Try (feel free to omit the line break).

plot(percent ~ year, dat, subset = milestone == "independent",
     type = 'l', xlim = c(1980, 2025), ylim = c(0, 100), las = 1)

Alternate syntax

These are largely interchangeable, but each has unique benefits.

  • plotting “x” and “y” simultaneously
plot(dat[dat$milestone == "independent", c("year", "percent")],
     type = 'l', xlim = c(1980, 2025), ylim = c(0, 100), las = 1)
  • plotting “x, y” separately (contrast with “y ~ x”)
plot(dat[dat$milestone == "independent", "year"],
     dat[dat$milestone == "independent", "percent"],
     type = 'l', xlim = c(1980, 2025), ylim = c(0, 100), las = 1)

A reasonable draft

plot(percent ~ year, dat, subset = milestone == "independent",
     type = 'l', xlim = c(1980, 2025), ylim = c(0, 100), las = 1)

Some decisions

We might want to modify axes labels in a number of ways. As it is, they are drawn directly from our variable names.

We could,

  • reencode them (e.g., xlab = "Time (Years)")
  • modify their font and size (e.g., font = 2, size = 1.5)
  • or suppress them with blank labels (e.g., xlab = "") and add labels with the more flexible mtext() function (next)

Sample result

plot(percent ~ year, dat, subset = milestone == "independent",
     type = 'l', xlim = c(1980, 2025), ylim = c(0, 100), las = 1,
     xlab = "", ylab = "")
mtext("Time (Years)", side = 1, line = 2.5, font = 2, cex = 1.25)
mtext("Percent living Independently", side = 2, line = 2.5, font = 2, cex = 1.25)

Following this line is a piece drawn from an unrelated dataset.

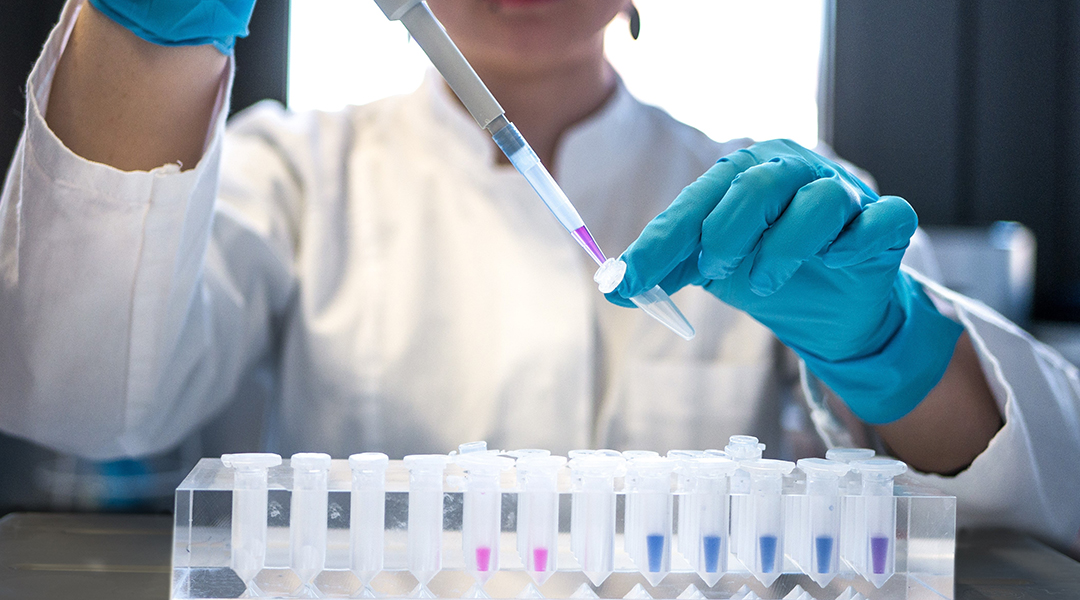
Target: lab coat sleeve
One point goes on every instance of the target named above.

Graphics layout parameters

A flexible command par() accepts a variety of layout and aesthetic specifications.

Include the following line before the plot() command you have been using.

par(mfrow = c(1, 1), mar = c(4.1, 5.1, 0.8, 0.8), xaxs = 'i', yaxs = 'i')

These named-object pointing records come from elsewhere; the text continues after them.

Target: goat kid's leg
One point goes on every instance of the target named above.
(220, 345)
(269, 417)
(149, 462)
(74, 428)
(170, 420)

By going back and forth between graphs (or using ?par) learn about its arguments.

Challenge

Change par(mfrow = c(1, 1), ... ) to par(mfrow = c(2, 2), ... ) and in the three new panels add separate plots for the remaining milestones of adulthood described in the data.

Experiment with

  • line styles (width, color, style)
  • plot titles (using main = ... in the original plot or mtext(..., side = 3, ...) after the plot)

Plot nomenclature

By its appearance, we made a “connected line plot”.

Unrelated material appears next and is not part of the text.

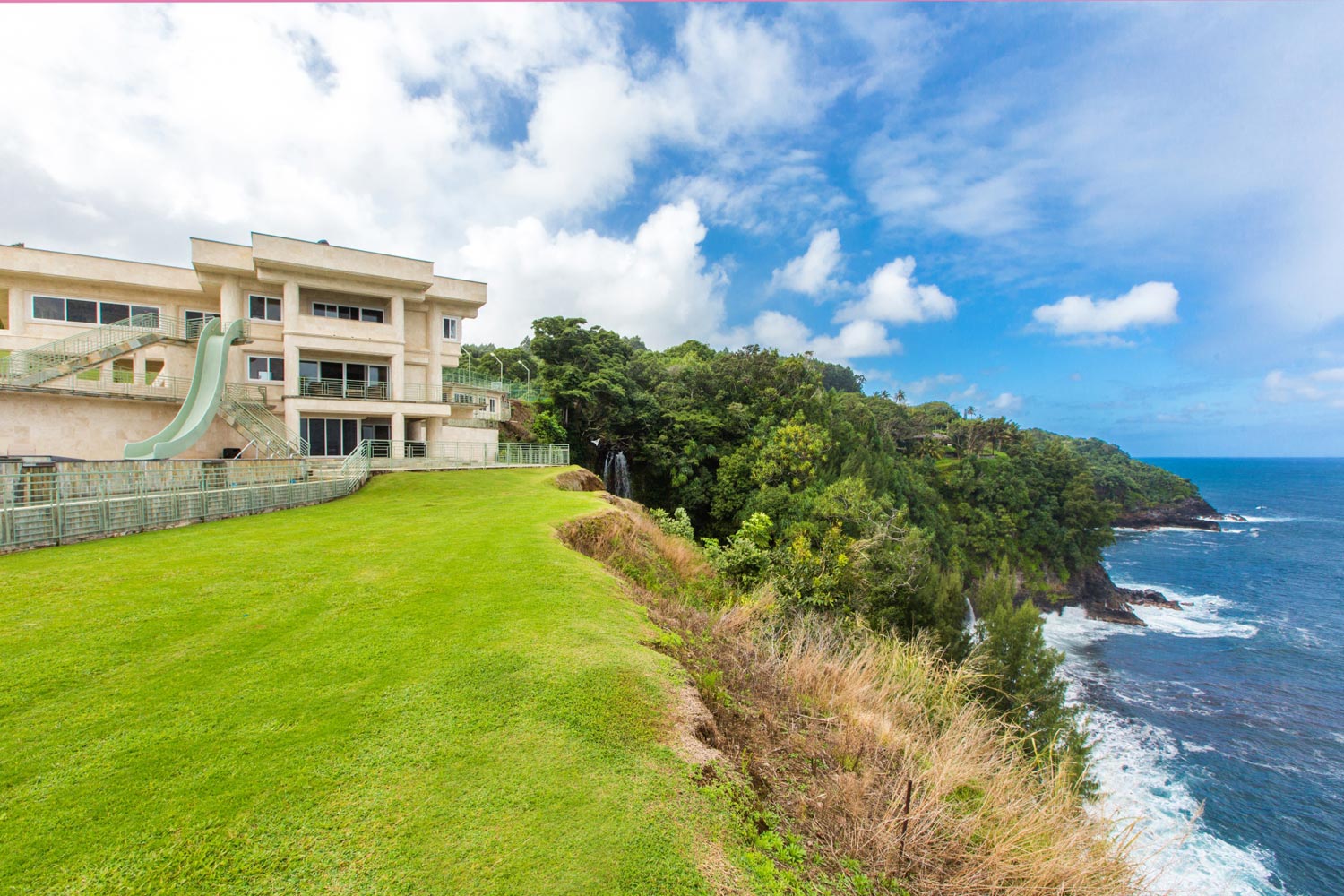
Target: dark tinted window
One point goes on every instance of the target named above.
(80, 311)
(48, 309)
(113, 314)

  • Try changing the value of lty from l to b to p.
  • Make note of the differneces.

Superimposed plots

Set par(mfrow = c(1, 1)) and plot the percent living independently against time.

By using lines() we can add lines corresponding to the values for the remaining three milestones.

This can be done simply by copy-paste-edit, or a bit more elegantly with a loop.

Contemplate the apperance of your graph - should it have a legend or line labels?